Some have suggested that it’s not the nose of the plane, it’s the wing-tip, visible first because the plane approached at a 45-degree-ish angle. In figuring out whether that is the case, we can look carefully at a computer simulation of the plane’s approach, a simulation that is designed to debunk the conspiracy from the perspective of the other CCTV camera, but is useful here, too:
Helpfully, the simulation shows the exact approach of the aircraft by mapping the lamp-posts that were knocked down, so there can be no doubt about the angle. Pause the simulation at 0:56. Now, place a ruler (or anything straight) on your monitor and make a line from the little black dot at the top left (which is the security hut where the camera is located) to the nose of the plane. This may seem like an oversimplification, but this is exactly how line of sight works geometrically; it isn’t rocket science. You can see that the wing-tip is already in view ahead of the nose. But the plane is too far away, much further than the camera is picking up. Now, allow the video to play on, and pause it in a couple of places to take new measurements. You will see that the angle of nose to wing-tip grows ever closer until eventually the nose meets the line of sight prior to the wing-tip. 1:31 is the crucial moment.
This is, unfortunately, where we have to make an estimation. I look at the CCTV camera angle and I notice that it shows a great deal of the building and not much of the lawn. At 1:31 in the simulation, the plane looks like it’s still pretty far from the camera’s field of vision. I would estimate that the camera is picking up the plane at 1:34 or thereabouts. At that point, line of sight is clearly in favour of the nose. This, of course, assumes the accuracy of the simulation and the accuracy of my own judgement on the timing. And it doesn’t help that the security camera has a fish-eye lens that’s designed to pull in more from the sides.

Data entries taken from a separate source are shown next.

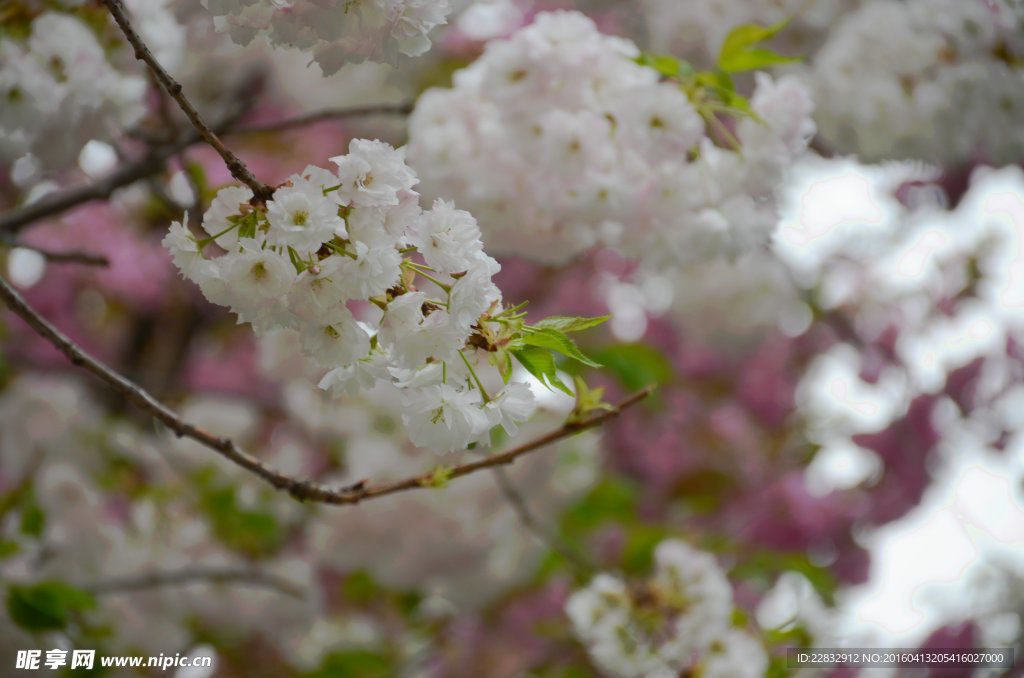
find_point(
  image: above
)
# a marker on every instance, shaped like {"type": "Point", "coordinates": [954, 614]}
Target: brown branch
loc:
{"type": "Point", "coordinates": [150, 164]}
{"type": "Point", "coordinates": [171, 86]}
{"type": "Point", "coordinates": [61, 256]}
{"type": "Point", "coordinates": [198, 575]}
{"type": "Point", "coordinates": [402, 109]}
{"type": "Point", "coordinates": [301, 490]}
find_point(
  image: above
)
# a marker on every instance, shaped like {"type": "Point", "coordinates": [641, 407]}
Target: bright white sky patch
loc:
{"type": "Point", "coordinates": [926, 566]}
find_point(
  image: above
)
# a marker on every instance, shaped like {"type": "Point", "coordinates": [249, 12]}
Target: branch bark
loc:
{"type": "Point", "coordinates": [299, 489]}
{"type": "Point", "coordinates": [61, 256]}
{"type": "Point", "coordinates": [171, 86]}
{"type": "Point", "coordinates": [402, 109]}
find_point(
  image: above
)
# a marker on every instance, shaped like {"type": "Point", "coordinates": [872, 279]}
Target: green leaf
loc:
{"type": "Point", "coordinates": [247, 225]}
{"type": "Point", "coordinates": [744, 36]}
{"type": "Point", "coordinates": [252, 532]}
{"type": "Point", "coordinates": [8, 548]}
{"type": "Point", "coordinates": [363, 663]}
{"type": "Point", "coordinates": [438, 477]}
{"type": "Point", "coordinates": [33, 520]}
{"type": "Point", "coordinates": [541, 364]}
{"type": "Point", "coordinates": [588, 400]}
{"type": "Point", "coordinates": [753, 59]}
{"type": "Point", "coordinates": [611, 500]}
{"type": "Point", "coordinates": [556, 341]}
{"type": "Point", "coordinates": [45, 606]}
{"type": "Point", "coordinates": [566, 324]}
{"type": "Point", "coordinates": [636, 366]}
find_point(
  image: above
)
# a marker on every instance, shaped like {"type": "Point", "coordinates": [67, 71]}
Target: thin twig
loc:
{"type": "Point", "coordinates": [534, 524]}
{"type": "Point", "coordinates": [301, 490]}
{"type": "Point", "coordinates": [171, 86]}
{"type": "Point", "coordinates": [61, 256]}
{"type": "Point", "coordinates": [198, 575]}
{"type": "Point", "coordinates": [401, 109]}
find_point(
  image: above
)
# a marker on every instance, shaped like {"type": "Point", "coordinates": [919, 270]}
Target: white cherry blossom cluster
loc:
{"type": "Point", "coordinates": [58, 90]}
{"type": "Point", "coordinates": [558, 140]}
{"type": "Point", "coordinates": [355, 240]}
{"type": "Point", "coordinates": [938, 80]}
{"type": "Point", "coordinates": [680, 622]}
{"type": "Point", "coordinates": [335, 31]}
{"type": "Point", "coordinates": [695, 28]}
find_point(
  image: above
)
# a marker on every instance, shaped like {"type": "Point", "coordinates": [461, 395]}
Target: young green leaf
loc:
{"type": "Point", "coordinates": [754, 58]}
{"type": "Point", "coordinates": [541, 364]}
{"type": "Point", "coordinates": [46, 605]}
{"type": "Point", "coordinates": [636, 365]}
{"type": "Point", "coordinates": [588, 400]}
{"type": "Point", "coordinates": [556, 341]}
{"type": "Point", "coordinates": [566, 324]}
{"type": "Point", "coordinates": [747, 35]}
{"type": "Point", "coordinates": [668, 66]}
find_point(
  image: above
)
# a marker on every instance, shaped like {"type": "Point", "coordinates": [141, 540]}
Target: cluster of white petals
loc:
{"type": "Point", "coordinates": [681, 620]}
{"type": "Point", "coordinates": [335, 32]}
{"type": "Point", "coordinates": [58, 90]}
{"type": "Point", "coordinates": [557, 140]}
{"type": "Point", "coordinates": [377, 289]}
{"type": "Point", "coordinates": [935, 80]}
{"type": "Point", "coordinates": [938, 80]}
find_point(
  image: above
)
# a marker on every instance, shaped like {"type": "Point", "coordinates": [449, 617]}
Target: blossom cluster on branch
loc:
{"type": "Point", "coordinates": [679, 620]}
{"type": "Point", "coordinates": [558, 139]}
{"type": "Point", "coordinates": [58, 91]}
{"type": "Point", "coordinates": [337, 31]}
{"type": "Point", "coordinates": [328, 240]}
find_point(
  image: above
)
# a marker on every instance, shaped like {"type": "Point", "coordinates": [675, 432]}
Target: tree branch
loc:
{"type": "Point", "coordinates": [300, 490]}
{"type": "Point", "coordinates": [61, 256]}
{"type": "Point", "coordinates": [196, 575]}
{"type": "Point", "coordinates": [171, 86]}
{"type": "Point", "coordinates": [54, 203]}
{"type": "Point", "coordinates": [402, 109]}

Man oh man, it’s never simple, is it? Many people are jumping to the conclusion that it’s the nose of a missile entering view, but I have to confess, there’s no conclusive evidence that this is the case. It could very well be a simple case of wing before nose on a Boeing 757.

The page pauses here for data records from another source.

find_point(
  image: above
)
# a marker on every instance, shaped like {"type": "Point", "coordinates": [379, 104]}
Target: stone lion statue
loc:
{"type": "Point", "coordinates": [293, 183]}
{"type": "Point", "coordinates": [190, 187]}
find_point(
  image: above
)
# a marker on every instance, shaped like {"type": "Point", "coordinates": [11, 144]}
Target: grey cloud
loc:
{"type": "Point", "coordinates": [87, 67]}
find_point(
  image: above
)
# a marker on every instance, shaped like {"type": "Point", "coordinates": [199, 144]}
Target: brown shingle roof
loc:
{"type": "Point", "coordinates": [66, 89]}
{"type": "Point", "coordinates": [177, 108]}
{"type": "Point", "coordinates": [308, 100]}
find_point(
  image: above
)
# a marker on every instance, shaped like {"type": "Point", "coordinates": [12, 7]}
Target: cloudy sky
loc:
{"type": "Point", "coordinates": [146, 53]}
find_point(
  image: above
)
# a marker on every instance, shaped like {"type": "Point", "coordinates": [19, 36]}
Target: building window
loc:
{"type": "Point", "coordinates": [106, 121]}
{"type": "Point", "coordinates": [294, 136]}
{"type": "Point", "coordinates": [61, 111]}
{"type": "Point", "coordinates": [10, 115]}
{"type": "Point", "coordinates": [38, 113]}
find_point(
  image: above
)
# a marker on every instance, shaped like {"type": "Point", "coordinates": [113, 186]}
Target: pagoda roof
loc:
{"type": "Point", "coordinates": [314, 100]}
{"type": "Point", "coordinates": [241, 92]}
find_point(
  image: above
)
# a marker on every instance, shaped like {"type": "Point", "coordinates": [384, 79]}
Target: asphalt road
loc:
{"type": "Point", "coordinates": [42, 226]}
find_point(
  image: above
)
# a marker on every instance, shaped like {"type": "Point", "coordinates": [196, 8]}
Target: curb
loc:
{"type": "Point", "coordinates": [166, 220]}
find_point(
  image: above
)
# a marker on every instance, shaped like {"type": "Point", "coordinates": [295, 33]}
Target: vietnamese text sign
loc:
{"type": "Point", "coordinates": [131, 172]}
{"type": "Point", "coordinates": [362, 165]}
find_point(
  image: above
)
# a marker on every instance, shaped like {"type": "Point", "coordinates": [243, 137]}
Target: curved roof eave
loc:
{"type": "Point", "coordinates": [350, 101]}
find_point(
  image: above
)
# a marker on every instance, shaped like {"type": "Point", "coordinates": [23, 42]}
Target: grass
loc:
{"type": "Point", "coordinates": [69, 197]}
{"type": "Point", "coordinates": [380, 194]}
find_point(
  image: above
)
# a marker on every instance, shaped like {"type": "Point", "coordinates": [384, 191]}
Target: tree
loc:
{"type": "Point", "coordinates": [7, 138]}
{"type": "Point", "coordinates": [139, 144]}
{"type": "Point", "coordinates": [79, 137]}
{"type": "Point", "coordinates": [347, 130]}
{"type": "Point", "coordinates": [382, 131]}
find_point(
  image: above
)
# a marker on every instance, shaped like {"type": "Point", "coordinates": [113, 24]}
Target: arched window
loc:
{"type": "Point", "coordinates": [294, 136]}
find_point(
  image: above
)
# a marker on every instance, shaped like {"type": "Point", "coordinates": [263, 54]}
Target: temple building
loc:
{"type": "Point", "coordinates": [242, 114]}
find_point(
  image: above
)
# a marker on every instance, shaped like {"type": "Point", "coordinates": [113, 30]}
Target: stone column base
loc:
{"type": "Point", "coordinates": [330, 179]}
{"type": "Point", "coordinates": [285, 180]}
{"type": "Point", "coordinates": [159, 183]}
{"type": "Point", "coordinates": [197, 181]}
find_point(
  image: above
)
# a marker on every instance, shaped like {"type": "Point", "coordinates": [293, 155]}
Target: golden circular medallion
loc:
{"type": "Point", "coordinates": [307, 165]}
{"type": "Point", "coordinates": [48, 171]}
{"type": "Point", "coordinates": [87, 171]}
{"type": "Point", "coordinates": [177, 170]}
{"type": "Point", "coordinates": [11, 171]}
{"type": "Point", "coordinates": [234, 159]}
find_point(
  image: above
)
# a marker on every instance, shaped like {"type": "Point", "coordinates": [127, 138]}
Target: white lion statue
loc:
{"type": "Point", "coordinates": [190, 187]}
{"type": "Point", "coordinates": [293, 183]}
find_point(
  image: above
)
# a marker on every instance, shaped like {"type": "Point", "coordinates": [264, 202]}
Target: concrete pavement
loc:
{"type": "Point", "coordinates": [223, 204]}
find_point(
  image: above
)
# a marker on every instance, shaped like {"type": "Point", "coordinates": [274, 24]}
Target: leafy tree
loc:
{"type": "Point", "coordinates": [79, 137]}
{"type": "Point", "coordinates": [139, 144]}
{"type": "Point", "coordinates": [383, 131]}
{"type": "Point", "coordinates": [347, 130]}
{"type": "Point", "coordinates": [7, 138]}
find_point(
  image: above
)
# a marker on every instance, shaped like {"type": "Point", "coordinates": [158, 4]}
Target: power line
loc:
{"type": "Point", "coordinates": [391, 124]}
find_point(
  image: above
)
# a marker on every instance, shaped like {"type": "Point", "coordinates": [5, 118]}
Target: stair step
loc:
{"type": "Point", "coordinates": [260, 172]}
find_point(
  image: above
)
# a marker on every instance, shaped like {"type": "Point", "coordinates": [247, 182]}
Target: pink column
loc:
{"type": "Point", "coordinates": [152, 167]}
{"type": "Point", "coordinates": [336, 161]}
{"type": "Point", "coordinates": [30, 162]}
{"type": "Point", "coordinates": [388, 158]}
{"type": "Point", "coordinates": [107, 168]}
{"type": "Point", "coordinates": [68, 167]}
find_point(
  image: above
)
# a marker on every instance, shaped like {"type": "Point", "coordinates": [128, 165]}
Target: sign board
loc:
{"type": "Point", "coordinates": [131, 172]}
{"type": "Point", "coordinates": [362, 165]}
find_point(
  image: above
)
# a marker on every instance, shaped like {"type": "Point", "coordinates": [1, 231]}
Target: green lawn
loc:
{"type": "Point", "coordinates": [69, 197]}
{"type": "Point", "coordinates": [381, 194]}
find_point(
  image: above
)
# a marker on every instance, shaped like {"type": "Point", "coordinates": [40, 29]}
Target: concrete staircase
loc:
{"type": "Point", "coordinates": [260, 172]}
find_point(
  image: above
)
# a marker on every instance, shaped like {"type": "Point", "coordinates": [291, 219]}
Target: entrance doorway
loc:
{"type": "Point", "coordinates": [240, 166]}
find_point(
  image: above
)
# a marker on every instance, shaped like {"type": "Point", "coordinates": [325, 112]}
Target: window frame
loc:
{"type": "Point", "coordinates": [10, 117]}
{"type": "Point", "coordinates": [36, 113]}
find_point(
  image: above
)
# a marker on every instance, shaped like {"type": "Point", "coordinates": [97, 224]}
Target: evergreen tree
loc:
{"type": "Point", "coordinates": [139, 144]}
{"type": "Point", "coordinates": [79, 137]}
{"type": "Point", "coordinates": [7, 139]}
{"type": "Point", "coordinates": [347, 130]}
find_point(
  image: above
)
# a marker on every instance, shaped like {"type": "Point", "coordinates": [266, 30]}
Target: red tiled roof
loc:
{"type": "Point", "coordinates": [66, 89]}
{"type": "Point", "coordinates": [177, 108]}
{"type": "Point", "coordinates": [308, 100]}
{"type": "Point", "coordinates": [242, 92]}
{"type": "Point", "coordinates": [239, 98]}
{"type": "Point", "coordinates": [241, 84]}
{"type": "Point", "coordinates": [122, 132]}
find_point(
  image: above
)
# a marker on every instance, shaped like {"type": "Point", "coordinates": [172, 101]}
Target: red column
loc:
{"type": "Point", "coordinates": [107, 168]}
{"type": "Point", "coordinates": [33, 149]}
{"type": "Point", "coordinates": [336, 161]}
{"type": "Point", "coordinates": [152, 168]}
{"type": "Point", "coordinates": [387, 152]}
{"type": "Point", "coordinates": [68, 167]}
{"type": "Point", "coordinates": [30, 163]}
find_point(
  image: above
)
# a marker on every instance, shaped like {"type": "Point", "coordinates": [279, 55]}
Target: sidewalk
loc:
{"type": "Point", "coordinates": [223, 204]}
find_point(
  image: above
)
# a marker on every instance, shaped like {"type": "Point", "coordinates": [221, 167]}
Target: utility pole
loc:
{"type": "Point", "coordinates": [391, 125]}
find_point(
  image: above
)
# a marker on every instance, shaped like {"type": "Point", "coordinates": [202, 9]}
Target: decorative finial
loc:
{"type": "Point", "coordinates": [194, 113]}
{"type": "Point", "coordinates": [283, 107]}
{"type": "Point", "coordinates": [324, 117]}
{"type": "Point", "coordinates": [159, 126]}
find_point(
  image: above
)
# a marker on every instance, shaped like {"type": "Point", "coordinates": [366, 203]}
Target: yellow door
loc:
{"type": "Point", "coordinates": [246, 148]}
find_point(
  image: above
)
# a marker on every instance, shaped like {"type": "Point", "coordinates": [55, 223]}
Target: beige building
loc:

This brief little flight into conspiracy really illustrates for me the sheer
minefield of it all, where it’s so easy to believe the wrong thing because you’ve researched something to a degree, but not far enough. Partway through this personal investigation I though I had concrete evidence that Flight 77 was nowhere near the Pentagon, until I looked deeper.
The questions remain. Why won’t the government release their confiscated CCTV footage of the impact? Why is their own camera operating at only 1 frame per second? Why is the impact hole so small in comparison to the size of a Boeing 757? But I have to admit, a hundred suspicions don’t make a concrete case.
As the saying goes, the camera never lies, but unfortunately our perceptions of what the camera says do.